Exercise 20 :: Hero :: To the Rescue!

The hero! Bold and true, ready to rescue the princess! But, as with the princess, the hero isn’t necessarily the stereotype that we imagine, though they certainly might be. The hero is a character/thing that liquidates the Act of Villainy. Think of liquidating as solving, removing, fixing … whatever it takes to take resolve the AoV. In most stories, this will be the main character, and the story itself is all about the main character being the hero who eliminates the AoV. But, and this is important, the hero is whichever character, big or small, likely or not, who fulfills the function of liquidating the AoV.

There are several types of heroes. The
Seeker Hero is one who resolves the AoV for someone else. The Victim Hero resolves the AoV that affects themselves. And the False Hero is the one who appears to be the hero - through the story we think that they are going to solve the problem, and they may act like a hero, and they may desire and try to resolve the AoV - but if they are not the one who liquidates the AoV, then they aren’t actually the hero, even if they are the main character. (Just a reminder, these terms all refer to the actual function a character has in a story, not the stereotypical view we have of these character in fairytales).

Help your student understand these various types of heroes by thinking through their favorite stories (books, tv shows, movies, songs, video games) or any problem that they already know how it was solved, and asking first what the problem (AoV) was, and then who solved it, and, based on whether it was for themselves or another, they were a
seeker or victim hero.
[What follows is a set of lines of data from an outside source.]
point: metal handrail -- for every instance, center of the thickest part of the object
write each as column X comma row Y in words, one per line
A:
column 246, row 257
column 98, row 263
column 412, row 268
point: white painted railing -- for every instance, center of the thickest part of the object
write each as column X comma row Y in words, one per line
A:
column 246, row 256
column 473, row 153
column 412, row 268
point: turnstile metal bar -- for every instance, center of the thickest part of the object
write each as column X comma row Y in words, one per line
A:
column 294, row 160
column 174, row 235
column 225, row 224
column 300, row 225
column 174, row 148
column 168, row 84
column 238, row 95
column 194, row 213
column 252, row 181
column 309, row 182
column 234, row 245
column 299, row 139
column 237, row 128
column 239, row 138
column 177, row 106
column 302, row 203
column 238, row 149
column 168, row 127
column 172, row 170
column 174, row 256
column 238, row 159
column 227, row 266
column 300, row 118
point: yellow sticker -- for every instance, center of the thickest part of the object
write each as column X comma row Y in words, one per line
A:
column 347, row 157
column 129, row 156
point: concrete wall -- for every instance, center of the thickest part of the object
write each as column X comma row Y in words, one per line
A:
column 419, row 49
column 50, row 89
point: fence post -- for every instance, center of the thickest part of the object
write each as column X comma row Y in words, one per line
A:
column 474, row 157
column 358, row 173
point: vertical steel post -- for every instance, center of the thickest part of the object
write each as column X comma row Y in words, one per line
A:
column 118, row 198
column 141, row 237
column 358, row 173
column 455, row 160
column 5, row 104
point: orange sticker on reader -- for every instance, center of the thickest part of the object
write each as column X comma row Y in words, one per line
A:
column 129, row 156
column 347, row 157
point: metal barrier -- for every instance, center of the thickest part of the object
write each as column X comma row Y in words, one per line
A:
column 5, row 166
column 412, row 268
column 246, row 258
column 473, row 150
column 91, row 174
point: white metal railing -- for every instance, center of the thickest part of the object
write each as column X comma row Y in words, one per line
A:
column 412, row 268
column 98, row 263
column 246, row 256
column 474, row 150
And spend some time searching for the false hero. These can be harder to find (let them read through the next chapter of the story to see on their own that we’ve already introduced them to a false hero).

In Real Life :: This concept of what a true hero does, and the difference between someone who wants to help but fails, wants to help others, or wants to help themselves, is important in life as well as in story. This will help a student look at those around them, those who claim to be a hero in some way, and assess, are they actually a hero? Who are they rescuing? What problem are they solving? Are they actually solving a problem? These are important questions to ask about others, and also about ourselves. So often the things we do have the appearance of being for others (seeker hero), but actually are there to solve a problem for ourselves. Or we think we are solving the problem but aren’t able to (take courage! We may be a helper and not realize it). These aren’t necessarily bad things, but it is a good thing to be aware and understand what really is.

Finding it in Real Life :: pg 225 :: the hero appears to be Meataloaf. Then on pg. 232, we see that it appears that the Captain is about to become the hero - he desires to rescue the princess of the ship. Ask your student, which characters are a seeker or victim hero, and which is a false hero? (Yogger is a seeker hero, Meataloaf ends up being a false hero).